An express line for AIDS treatment
HAVE YOU ever waited in line for a long time for something you didn’t just want but desperately needed? Have you ever faced the prospect of dying in line while you waited? Have you ever wondered which of the people near the front of the line will be chosen to start life-saving treatment?
Progress on HIV/AIDS prevention, treatment, and care is plateauing as the newly reauthorized President’s Emergency Plan for AIDS Relief is flat-funded and as the Global Fund to Fight AIDS, Tuberculosis, and Malaria begins to ration resources, with its coffers running low. While people living with HIV/AIDS are celebrating recent UNAIDS reports estimating that 4 million people were on treatment at the end of 2008, a 10-fold increase in five years, some health workers in Africa are being told that they can no longer start new patients on antiretroviral therapy because that treatment is capped at the current figure.

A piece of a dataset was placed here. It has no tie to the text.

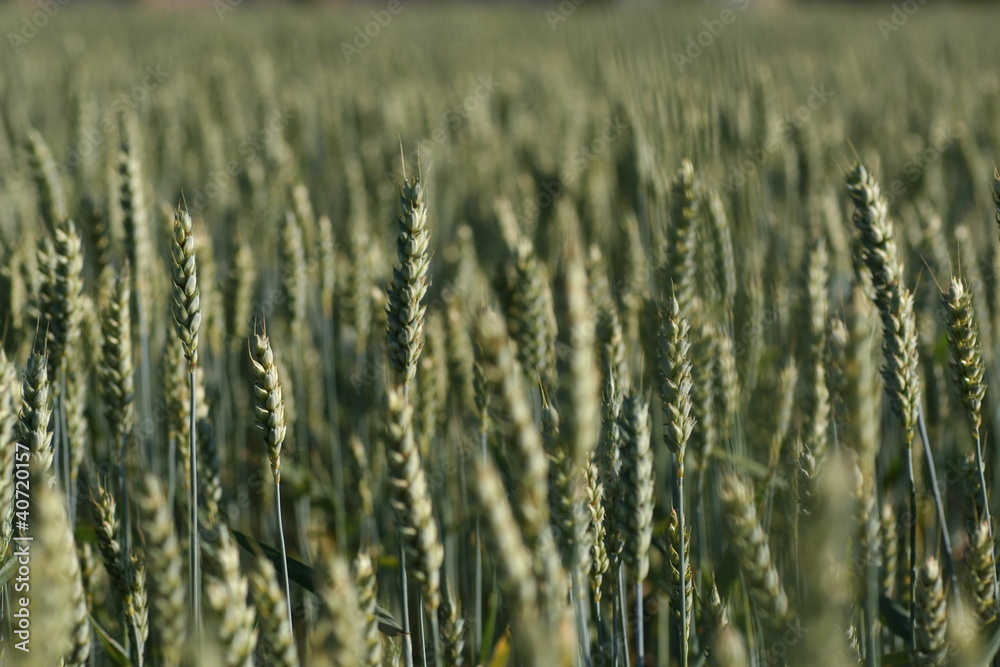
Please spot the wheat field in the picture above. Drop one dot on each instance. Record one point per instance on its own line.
(569, 334)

Africans are learning about their HIV status at an unprecedented rate. Overcoming self-condemnation, ignorance about the disease, and the risk of discrimination, and buoyed by the prospect of life-saving medicines and a return to work and parenting responsibilities, millions of people are learning their HIV status. Just when testing trends are so positive, when the costs of medicines have plummeted to historic lows, and when science shows that treatment reduces the risk of HIV transmission, funding is being capped both by donor countries and their developing country partners.
People have begun to stand in line in South Africa and in Uganda. They are being asked to wait until a person undergoing treatment dies or is lost to care. Those who arrive in wheelbarrows, on the brink of death, will die first unless they are rushed to the front of the line, thereby postponing treatment for others whose prospects are greatly enhanced if they start treatment while their immune systems still function.
Mothers in line will wonder: Should I begin treatment in order to reduce the risk of transmission to my newborn from 30 percent to 2 percent, or should I grant my place in the line to an already infected baby who has a 50 percent chance of dying before age 2 unless treated? Will husbands and wives or brothers and sisters flip coins? Or will the czars of rationing provide treatment slots for health workers, many of whom are HIV-infected and all of whom provide essential care within beleaguered health systems that have lost trained personnel to wealthier countries?
Throughout the past decade, politicians from rich countries have made solemn promises to achieve universal access to AIDS prevention, treatment, and care. They did so first in 2000 via the Millennium Development Goals, thereafter ratified in 2001 via a UN General Assembly Declaration of Commitment. At the UN General Assembly in 2006, countries promised to work toward what we now call universal access by 2010. In successive Group of Eight meetings since 2005, countries, including the United States, have committed to universal access, promising to provide resources through bilateral and multilateral channels, including the Global Fund.
These commitments have been echoed in the United States where, during the 2008 presidential campaign, Barack Obama, Joe Biden, and Hillary Rodham Clinton, all promised to spend $50 billion on global AIDS programming from 2009 to 2013, a promise that was codified in the $48 billion reauthorization of the President’s Emergency Plan for AIDS Relief that they voted for in the Senate that summer.
These promises have not been met. The US budget proposal for fiscal 2010 flat-lines global AIDS and rumors are that fiscal 2011 will do the same. More than 10 million people needing treatment under new WHO guidelines are still without medicines and 3 million more join the queue each year. Although the United States has added 1.6 million patients to its revised five-year treatment target, the world is only 30 percent of the way toward universal access treatment and prevention goals.
What we need now is bold leadership and fulfilled promises from Washington to increase AIDS funding and continue saving lives, not longer lines filled with despair.
Brook K. Baker is cochairman of the Health GAP board and a professor at Northeastern University School of Law. Donna J. Barry is the advocacy and policy director at Partners In Health.